1. Da du schon über 200 Beiträge hast, würde ich mehr von dir erwarten...
2. Suchfunktion des Forums 
3. Begriff Stapelverarbeitung


----------



## Tim C. (12. Juli 2003)

Oder statt Photoshop IrfanView benutzen ...


----------



## Martin Schaefer (12. Juli 2003)

Oder statt IrfanView (urgs) die Funktion "Bild einpassen" in Photoshop
verwenden und eben mit Stapelverarbeitung automatisieren. 

Gruß
lightbox


----------



## BigChicken (13. Juli 2003)

Hi!

ImageRobot ist auch eine gute Alternative ;o)!

Gruß,
        André


----------



## Blumenkind (13. Juli 2003)

@killkrog: Unter dem Begriff "Stapelverarbeitung" findet die Suche leider nichts.;-)


----------



## IEN (14. Juli 2003)

zeichne eine aktion auf:

bild -> bildgröße -> [eingabe der gewünschten Größe]
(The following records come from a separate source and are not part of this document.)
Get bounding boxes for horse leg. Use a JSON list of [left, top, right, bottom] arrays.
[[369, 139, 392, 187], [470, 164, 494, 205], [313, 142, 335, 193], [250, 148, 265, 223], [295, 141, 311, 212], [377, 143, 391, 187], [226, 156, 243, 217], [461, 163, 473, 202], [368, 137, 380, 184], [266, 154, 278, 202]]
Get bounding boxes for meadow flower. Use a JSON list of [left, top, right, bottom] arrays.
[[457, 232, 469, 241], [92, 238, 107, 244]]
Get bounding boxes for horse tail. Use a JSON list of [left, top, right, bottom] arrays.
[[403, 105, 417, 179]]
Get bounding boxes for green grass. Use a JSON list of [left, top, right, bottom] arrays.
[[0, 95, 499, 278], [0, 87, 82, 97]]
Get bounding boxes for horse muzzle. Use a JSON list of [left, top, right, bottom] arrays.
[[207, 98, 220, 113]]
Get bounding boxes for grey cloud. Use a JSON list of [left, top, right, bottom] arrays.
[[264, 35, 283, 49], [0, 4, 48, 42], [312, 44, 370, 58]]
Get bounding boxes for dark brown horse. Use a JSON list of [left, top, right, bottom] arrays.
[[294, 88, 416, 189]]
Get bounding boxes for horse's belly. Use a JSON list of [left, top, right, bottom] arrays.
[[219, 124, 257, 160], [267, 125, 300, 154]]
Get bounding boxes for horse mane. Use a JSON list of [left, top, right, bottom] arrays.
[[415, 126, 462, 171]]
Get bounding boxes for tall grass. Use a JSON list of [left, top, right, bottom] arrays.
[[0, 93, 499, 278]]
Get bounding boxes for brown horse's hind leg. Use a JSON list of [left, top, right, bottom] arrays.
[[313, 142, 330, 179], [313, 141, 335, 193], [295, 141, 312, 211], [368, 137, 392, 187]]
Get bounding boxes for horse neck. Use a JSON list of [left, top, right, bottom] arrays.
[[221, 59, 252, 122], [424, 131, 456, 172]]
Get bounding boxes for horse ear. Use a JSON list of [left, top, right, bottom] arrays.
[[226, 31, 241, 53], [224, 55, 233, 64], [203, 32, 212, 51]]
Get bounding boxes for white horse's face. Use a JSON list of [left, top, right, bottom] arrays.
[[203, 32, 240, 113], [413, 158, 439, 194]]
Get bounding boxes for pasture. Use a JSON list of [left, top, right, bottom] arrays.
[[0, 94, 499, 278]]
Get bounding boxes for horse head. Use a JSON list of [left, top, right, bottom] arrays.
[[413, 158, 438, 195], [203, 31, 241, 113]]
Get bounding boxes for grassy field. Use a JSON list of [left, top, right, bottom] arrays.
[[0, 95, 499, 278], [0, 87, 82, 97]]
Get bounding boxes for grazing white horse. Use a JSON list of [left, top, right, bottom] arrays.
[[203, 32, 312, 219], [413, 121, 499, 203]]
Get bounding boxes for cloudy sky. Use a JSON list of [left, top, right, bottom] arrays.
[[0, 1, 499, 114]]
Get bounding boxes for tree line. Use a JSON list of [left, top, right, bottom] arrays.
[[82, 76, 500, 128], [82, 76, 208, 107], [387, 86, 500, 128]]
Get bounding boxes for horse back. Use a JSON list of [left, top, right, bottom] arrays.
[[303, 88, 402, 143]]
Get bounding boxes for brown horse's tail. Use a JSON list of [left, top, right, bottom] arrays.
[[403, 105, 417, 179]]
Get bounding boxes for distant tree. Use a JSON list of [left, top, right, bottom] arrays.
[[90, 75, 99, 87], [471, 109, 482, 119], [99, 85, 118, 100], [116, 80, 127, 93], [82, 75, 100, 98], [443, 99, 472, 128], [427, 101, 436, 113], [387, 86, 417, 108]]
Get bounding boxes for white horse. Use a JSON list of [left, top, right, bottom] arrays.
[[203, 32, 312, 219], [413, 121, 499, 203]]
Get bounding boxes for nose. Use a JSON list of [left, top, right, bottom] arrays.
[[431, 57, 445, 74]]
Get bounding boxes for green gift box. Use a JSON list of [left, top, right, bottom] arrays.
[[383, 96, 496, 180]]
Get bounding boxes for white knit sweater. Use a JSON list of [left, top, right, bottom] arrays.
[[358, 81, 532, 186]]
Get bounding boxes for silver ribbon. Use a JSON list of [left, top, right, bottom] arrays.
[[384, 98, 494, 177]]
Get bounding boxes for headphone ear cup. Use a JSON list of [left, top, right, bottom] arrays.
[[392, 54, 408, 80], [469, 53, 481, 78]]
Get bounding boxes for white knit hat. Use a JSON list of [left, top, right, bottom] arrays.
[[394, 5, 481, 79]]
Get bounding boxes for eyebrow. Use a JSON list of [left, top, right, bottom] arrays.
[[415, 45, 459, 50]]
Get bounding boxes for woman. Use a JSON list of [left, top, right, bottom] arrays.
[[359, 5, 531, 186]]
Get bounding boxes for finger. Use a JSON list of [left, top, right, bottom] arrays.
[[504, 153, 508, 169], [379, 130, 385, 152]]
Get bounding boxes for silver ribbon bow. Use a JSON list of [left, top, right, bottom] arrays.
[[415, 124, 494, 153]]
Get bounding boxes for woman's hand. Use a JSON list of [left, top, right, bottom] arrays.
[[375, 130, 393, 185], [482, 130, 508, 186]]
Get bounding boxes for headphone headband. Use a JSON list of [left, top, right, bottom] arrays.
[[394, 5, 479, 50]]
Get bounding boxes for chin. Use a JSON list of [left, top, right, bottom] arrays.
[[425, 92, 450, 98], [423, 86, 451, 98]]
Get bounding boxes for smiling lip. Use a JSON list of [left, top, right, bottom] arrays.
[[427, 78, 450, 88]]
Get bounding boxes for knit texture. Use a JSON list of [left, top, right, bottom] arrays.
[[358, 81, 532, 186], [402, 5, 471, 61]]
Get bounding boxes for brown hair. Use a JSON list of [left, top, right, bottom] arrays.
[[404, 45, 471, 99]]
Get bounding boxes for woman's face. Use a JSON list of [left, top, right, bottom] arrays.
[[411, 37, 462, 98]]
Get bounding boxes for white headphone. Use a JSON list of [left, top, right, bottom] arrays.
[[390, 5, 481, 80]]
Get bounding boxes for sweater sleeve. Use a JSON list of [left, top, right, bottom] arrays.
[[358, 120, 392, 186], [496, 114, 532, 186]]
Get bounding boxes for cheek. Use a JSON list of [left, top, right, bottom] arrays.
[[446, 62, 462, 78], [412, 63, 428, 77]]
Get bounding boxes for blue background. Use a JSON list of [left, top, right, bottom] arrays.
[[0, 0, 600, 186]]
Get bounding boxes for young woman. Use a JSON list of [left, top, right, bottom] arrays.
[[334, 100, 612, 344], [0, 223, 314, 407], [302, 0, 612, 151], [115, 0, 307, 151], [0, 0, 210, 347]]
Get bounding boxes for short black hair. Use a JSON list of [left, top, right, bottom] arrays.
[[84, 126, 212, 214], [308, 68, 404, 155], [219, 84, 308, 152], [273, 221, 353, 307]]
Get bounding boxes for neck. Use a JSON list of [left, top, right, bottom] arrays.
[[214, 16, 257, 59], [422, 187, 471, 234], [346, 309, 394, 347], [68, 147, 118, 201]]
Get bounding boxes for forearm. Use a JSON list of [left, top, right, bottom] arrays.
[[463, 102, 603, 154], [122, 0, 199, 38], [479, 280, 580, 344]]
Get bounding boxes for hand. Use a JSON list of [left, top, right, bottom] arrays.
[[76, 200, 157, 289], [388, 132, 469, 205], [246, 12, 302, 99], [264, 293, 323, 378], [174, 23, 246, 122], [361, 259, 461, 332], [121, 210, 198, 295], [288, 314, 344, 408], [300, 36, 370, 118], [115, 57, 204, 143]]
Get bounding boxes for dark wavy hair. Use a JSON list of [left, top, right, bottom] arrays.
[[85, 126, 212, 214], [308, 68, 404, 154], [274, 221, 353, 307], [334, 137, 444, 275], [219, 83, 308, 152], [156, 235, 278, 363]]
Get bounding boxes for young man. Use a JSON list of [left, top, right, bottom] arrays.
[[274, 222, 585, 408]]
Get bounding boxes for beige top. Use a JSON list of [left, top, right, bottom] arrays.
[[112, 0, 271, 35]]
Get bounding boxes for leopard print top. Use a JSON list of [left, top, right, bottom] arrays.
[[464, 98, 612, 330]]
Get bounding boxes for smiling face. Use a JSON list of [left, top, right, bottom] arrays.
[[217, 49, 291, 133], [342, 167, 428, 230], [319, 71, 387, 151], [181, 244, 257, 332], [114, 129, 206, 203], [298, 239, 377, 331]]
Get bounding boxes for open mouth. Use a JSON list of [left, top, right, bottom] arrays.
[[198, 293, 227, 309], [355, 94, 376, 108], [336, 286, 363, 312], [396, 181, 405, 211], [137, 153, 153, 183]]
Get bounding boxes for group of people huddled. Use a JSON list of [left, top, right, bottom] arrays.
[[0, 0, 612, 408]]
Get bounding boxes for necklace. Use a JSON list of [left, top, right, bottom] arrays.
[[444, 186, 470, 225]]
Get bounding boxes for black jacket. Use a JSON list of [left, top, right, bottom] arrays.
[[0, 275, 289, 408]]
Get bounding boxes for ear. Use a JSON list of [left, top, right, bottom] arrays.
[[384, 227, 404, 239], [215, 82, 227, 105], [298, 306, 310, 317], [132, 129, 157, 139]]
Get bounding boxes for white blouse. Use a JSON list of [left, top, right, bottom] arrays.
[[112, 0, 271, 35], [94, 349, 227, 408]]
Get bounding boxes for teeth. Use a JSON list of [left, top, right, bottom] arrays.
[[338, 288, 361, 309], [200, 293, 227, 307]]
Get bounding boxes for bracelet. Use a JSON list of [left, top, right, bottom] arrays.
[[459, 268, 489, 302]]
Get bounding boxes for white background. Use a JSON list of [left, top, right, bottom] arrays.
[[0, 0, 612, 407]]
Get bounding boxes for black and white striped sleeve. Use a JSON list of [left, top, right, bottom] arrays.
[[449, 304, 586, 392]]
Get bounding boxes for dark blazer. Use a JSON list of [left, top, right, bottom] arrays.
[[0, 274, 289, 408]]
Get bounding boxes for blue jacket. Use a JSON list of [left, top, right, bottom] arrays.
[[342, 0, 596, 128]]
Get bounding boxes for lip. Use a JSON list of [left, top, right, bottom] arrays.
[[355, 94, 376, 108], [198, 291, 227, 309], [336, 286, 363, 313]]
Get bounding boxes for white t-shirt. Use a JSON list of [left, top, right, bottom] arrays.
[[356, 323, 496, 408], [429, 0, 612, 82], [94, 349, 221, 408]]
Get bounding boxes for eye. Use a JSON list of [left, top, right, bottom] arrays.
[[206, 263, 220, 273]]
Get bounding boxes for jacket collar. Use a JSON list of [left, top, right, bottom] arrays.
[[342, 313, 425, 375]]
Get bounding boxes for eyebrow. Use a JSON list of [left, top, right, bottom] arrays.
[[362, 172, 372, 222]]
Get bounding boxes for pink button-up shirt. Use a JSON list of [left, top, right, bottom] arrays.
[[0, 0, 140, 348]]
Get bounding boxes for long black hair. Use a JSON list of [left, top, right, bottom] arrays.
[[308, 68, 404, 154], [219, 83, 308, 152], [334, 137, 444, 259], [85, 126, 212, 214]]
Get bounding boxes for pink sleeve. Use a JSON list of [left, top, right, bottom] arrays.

anschließend benutzt du diese aktion in der stapelverarbeitung:

Datei -> automatisieren -> stapelverarbeitung


gruß
ien


----------



## Martin Schaefer (14. Juli 2003)

> _Original geschrieben von IEN _
> *zeichne eine aktion auf:
> 
> bild -> bildgröße -> [eingabe der gewünschten Größe]
> ...



Und was passiert dann z.B. mit Hochformatbildern
oder mit anderem Seitenverhältnis?
Diese Aktion ist definitiv die Falsche. 

Zeichne die Aktion auf mit der Funktion "Bild einpassen",
wie ichs oben schon geschrieben habe. Gib als Maximalwerte
zweimal 800 ein, dann klappts so wie es soll.

Gruß
lightbox


----------



## Moritz123 (14. Juli 2003)

Hallo!

ich habs jetzt nach Lightboxens Anleitung gemacht, was auch ziemlich gut klappt.
Allerdings habe ich eingestellt, dass die Bilder direkt als 001.jpg, 002.jpg usw gespeichert werden, was zur Folge hat, dass jedes Mal das Fenster mit den Optimierungseinstellungen sichtbar wird und ich doch selbst "Hand anlegen" muss.
Kann man das auch irgendwie automatatisieren?


----------